I had a few color assignments from Newsday in March. The one above was about hunting to find a specific piece of cabinetry hardware at one of those big hardware chain stores, and they asked if I could do something a little ‘pulp’-ish, like an old detective fiction book cover. I had been studying the pulp illustrators quite recently in fact, and jumped at this chance to try and emulate some of the fun work I’d been looking at. One of my favorites of the genre was an illustrator named H.J. Ward who did a lot of covers for the ‘Spicy’ line of pulp magazines, so I mostly studied samples of his work as I was preparing for this illustration. I think I did pretty good on the detective’s face and hat, but the rest was a little rushed. Used oil pastels for this one, not quite ready to try and tackle the ‘oil paints’ tools in my software program.
Less successful was this later attempt to use the same techniques on a story about ‘staying trim while on a cruise’ for the same client later in the month. The colors I chose for the skin tones just looked way too garish and harsh, and the lighter tonal palette didn’t serve the style well.

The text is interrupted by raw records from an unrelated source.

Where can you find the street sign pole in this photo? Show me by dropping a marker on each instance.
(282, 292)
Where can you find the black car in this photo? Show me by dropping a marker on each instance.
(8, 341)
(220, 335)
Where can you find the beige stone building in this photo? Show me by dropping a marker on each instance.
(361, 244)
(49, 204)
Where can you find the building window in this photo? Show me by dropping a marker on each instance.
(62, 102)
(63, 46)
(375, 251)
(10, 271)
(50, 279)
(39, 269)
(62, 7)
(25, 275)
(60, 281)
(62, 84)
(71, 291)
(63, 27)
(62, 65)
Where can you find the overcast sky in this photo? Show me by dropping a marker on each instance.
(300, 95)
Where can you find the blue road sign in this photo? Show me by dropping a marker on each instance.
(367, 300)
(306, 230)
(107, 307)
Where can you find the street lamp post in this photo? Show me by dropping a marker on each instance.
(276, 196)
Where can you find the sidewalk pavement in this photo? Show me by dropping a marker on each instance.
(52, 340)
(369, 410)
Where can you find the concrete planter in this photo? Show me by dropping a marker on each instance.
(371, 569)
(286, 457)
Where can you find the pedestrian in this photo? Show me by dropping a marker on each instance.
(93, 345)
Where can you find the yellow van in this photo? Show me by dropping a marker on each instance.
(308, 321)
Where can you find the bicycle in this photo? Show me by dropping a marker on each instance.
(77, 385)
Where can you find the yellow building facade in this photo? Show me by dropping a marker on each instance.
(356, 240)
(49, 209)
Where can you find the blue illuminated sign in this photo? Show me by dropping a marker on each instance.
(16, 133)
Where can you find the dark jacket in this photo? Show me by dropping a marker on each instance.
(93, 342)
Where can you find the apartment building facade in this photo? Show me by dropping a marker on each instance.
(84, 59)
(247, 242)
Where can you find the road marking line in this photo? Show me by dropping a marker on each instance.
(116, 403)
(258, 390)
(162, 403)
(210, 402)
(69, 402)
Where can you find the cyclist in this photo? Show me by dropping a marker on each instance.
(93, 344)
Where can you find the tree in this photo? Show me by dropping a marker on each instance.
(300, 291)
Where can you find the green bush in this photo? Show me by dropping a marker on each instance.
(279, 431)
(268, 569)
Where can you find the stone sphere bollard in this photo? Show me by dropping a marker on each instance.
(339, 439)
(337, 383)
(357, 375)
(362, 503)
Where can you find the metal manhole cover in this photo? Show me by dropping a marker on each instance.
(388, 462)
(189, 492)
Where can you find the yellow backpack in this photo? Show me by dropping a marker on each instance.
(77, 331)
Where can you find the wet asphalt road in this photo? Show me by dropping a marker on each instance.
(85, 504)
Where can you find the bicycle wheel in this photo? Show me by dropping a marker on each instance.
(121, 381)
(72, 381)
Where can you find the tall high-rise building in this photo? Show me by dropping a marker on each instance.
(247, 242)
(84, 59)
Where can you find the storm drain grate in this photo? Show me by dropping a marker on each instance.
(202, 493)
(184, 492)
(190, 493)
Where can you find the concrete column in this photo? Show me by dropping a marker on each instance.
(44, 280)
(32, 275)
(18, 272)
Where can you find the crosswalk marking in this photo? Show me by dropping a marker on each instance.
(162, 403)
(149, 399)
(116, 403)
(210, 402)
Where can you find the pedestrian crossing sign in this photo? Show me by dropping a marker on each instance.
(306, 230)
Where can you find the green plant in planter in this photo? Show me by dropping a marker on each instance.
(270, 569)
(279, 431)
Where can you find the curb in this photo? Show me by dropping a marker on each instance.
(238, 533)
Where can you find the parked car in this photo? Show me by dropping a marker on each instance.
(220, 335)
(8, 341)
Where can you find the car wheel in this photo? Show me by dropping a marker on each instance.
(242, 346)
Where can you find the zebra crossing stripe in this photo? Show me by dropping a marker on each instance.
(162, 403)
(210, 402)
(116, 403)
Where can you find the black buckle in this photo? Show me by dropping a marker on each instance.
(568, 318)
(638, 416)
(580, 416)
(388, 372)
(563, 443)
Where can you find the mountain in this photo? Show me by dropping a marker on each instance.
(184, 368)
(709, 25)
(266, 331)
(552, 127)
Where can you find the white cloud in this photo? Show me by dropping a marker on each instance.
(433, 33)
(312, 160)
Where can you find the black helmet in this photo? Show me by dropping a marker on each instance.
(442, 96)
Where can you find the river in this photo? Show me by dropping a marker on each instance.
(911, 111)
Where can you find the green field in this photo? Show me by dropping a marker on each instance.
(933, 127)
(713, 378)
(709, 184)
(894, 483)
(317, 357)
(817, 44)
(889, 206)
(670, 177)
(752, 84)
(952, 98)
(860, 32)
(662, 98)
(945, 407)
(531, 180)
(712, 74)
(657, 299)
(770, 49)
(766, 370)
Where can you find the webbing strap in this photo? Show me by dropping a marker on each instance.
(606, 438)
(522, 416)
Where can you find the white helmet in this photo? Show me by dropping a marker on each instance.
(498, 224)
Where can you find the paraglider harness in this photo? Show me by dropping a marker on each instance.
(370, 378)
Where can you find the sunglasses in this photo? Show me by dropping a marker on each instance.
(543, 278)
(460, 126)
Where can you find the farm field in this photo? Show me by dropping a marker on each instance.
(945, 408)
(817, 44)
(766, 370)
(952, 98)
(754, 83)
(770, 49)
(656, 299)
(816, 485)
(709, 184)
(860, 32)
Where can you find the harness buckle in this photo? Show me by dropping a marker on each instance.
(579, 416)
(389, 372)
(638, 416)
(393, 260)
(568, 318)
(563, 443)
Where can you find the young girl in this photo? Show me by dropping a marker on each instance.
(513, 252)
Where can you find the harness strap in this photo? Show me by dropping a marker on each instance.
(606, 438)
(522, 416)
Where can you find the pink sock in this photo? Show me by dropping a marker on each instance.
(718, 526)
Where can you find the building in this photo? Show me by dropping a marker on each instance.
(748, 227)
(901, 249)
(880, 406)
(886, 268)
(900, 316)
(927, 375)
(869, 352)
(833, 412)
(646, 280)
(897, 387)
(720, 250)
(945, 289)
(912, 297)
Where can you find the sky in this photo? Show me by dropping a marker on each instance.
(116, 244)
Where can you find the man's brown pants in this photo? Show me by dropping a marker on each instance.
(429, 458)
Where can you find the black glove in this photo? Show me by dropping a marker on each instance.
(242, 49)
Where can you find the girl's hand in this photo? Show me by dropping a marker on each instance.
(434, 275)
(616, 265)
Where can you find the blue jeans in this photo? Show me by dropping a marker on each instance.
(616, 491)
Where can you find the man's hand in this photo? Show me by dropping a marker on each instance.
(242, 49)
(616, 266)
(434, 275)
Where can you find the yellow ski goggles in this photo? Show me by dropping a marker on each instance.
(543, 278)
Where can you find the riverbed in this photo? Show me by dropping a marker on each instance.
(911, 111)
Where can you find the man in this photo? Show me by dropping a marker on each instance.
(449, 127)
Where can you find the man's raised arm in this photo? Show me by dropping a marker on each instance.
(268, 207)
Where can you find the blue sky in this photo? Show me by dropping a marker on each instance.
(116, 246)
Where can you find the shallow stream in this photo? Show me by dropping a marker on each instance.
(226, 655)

Then I had another unusual request from the Wall Street Journal. This was a story about a new gizmo popular in Japan that was making a debut in the States, and they wanted something ‘Japanese’ in flavor, so I chose to emulate an ‘Anime’ style that my son was into at the time, also paying homage to the Japanese pop culture influence of my youth, with Godzilla in the background. Looking back,, I don’t think I chose particularly good colors for this one, I think the green hair on the girl was a mistake, perhaps something brighter would have helped it pop a little more.
Above is pictured one of the assignments for the Chronicle of Higher Education. This illustration dealing with government financial aid disbursements. And to the right was another piece for the same client, this one dealing with literary agents. They wanted a picture of a typical ‘college professor’ given the ‘star treatment’ due to a book that got published (thusly the swank leather jacket, with leather patches on the elbows). I’m noticing that my color schemes during this period in time are increasingly more saturated and bright than I’ve used in the last few years. Perhaps it is a personality thing (the exuberance and brashness of youth no doubt).

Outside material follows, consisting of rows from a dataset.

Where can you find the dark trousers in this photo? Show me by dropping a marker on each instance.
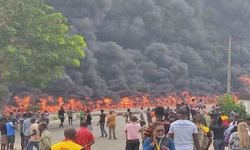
(62, 120)
(193, 113)
(70, 120)
(219, 145)
(132, 144)
(103, 131)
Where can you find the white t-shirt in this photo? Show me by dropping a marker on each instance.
(183, 131)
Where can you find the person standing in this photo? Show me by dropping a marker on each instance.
(45, 142)
(68, 143)
(21, 120)
(148, 116)
(46, 113)
(34, 135)
(70, 116)
(81, 115)
(89, 123)
(127, 115)
(61, 113)
(225, 119)
(111, 123)
(159, 113)
(240, 140)
(141, 114)
(204, 133)
(132, 134)
(3, 133)
(158, 140)
(184, 132)
(10, 128)
(193, 106)
(85, 137)
(102, 124)
(26, 129)
(218, 130)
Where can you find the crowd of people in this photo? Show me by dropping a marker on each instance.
(187, 127)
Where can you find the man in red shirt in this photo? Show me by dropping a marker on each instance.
(85, 137)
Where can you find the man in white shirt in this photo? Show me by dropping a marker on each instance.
(184, 132)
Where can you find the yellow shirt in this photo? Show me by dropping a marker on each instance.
(66, 145)
(111, 120)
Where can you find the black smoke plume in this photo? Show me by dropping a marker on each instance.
(152, 46)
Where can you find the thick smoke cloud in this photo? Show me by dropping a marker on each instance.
(151, 46)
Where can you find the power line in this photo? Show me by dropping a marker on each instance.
(236, 13)
(241, 18)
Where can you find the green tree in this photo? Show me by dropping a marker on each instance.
(227, 103)
(34, 43)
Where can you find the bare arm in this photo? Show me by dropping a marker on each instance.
(171, 135)
(196, 141)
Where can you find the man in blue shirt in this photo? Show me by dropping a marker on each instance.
(10, 127)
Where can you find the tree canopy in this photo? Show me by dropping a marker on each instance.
(227, 104)
(35, 45)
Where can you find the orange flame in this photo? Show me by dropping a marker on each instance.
(53, 104)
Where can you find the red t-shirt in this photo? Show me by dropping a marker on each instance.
(84, 136)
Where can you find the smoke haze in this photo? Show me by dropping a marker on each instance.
(152, 46)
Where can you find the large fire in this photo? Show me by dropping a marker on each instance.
(53, 104)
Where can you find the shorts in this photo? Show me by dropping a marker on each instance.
(11, 139)
(4, 138)
(89, 127)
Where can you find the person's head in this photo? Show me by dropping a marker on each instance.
(242, 129)
(29, 115)
(240, 120)
(24, 115)
(158, 129)
(248, 121)
(182, 113)
(32, 120)
(10, 119)
(171, 120)
(4, 119)
(199, 120)
(43, 116)
(42, 126)
(134, 119)
(83, 124)
(70, 133)
(159, 112)
(142, 123)
(219, 121)
(236, 117)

Then, for the Wall Street Journal, I had my monthly quota of ‘health care’ spots for a weekly column that I contribute to. These dealt with ‘vitamins to improve vision’, ‘determining your child’s sex pharmacologically’, ‘boosting your brain power’, ‘toothpastes’ and ‘drinking water’.
And for the same client, I also had a chart accompaniment piece about oil stocks (check out that price on the pump!), and below that, a piece about a specific stock offering (something called ‘red hat’?) where I had to incorporate the actual logo of the company in question.